Gates and new CEO Steve Ballmer said it was a time of change for Microsoft just as dramatic as when graphical interfaces arrived or when the Internet exploded.
"There's more opportunity for software than there has ever been ... in a sense, you can say that you haven't seen anything yet," Gates said.
The cornerstone of Microsoft's new strategy will be a family of applications and tools dubbed Next Generation Windows Services, which Microsoft will deliver over the next two to three years, Gates said.
Without giving away many specifics, he said the new products will incorporate a new user interface and make use of emerging speech technologies. The company is also working on a fresh approach towards developing software applications, together with a new file system, Gates said.
"We need to deliver a breakthrough version of Windows that allows PCs and servers to support these next-generation services and host them out there on the Internet," Ballmer said.
Microsoft will spell out its road map in detail at a strategy briefing in the second quarter of this year, Gates said. The first Next Generation Windows Services products will be rolled out soon afterwards, he added.
The forthcoming Windows 2000 operating system as well as new versions of the company's SQL Server database and its Exchange groupware software due in the coming year are also integral components of the new strategy, he said.
What might Next Generation Windows Services support? One example is an online travel service that not only allows users to book flights online, but also notifies them of changes to their flight schedules via portable, Internet-enabled devices. Friends and relatives will have Internet-based calendars that will reflect the changes in schedule, Ballmer said.

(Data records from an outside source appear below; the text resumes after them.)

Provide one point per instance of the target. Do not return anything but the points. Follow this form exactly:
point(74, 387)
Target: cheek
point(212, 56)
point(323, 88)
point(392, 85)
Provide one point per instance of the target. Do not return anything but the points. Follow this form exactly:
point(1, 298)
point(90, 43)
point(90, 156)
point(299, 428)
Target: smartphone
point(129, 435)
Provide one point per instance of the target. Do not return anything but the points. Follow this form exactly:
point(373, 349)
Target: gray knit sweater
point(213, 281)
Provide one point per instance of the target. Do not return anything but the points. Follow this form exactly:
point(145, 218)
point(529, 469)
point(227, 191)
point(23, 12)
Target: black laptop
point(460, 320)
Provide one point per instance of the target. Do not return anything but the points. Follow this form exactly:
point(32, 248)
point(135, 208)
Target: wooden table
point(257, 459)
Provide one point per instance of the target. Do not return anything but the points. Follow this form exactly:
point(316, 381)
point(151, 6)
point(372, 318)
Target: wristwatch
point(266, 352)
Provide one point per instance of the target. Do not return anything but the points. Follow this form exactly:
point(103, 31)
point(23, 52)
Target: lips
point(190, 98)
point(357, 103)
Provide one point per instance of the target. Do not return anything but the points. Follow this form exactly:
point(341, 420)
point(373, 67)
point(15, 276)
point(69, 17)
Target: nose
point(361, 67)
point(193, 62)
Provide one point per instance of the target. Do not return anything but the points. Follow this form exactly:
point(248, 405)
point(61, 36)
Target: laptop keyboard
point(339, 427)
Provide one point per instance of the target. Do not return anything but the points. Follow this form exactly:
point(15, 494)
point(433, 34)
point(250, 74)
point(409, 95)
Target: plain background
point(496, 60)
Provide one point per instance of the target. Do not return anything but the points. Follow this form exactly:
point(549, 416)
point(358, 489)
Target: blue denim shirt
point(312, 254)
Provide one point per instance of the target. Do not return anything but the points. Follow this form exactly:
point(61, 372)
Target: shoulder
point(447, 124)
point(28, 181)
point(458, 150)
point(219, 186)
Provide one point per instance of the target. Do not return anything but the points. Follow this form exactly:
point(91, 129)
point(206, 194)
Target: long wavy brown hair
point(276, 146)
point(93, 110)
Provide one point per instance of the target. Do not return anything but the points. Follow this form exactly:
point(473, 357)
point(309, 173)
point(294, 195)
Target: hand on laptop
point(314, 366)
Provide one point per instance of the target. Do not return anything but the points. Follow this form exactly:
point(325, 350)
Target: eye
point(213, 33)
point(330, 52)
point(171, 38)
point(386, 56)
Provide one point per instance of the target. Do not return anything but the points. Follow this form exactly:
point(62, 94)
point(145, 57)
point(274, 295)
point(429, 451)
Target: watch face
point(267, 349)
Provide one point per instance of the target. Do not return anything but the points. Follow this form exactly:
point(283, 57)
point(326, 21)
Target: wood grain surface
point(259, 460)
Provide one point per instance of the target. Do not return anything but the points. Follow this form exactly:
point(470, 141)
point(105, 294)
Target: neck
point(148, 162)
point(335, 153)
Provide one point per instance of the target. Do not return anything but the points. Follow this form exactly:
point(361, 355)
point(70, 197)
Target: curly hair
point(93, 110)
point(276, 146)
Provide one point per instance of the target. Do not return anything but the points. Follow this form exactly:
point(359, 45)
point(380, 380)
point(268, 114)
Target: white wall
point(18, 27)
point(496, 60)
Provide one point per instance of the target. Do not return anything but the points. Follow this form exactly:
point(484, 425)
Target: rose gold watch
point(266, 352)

In another example, a user's healthcare records, history and payments could be managed and stored online, once again tying in with an online calendar that notifies the user of upcoming doctor's appointments.
Microsoft will deliver a few of the services itself, Gates said, including services for mobile users, knowledge management workers, and consumers in the home; however, most of the services will be delivered by other companies, he stressed.
Microsoft will compete with IBM, AOL Time Warner, Oracle and Sun Microsystems, all of whom provide online services and the software that supports them, Gates noted.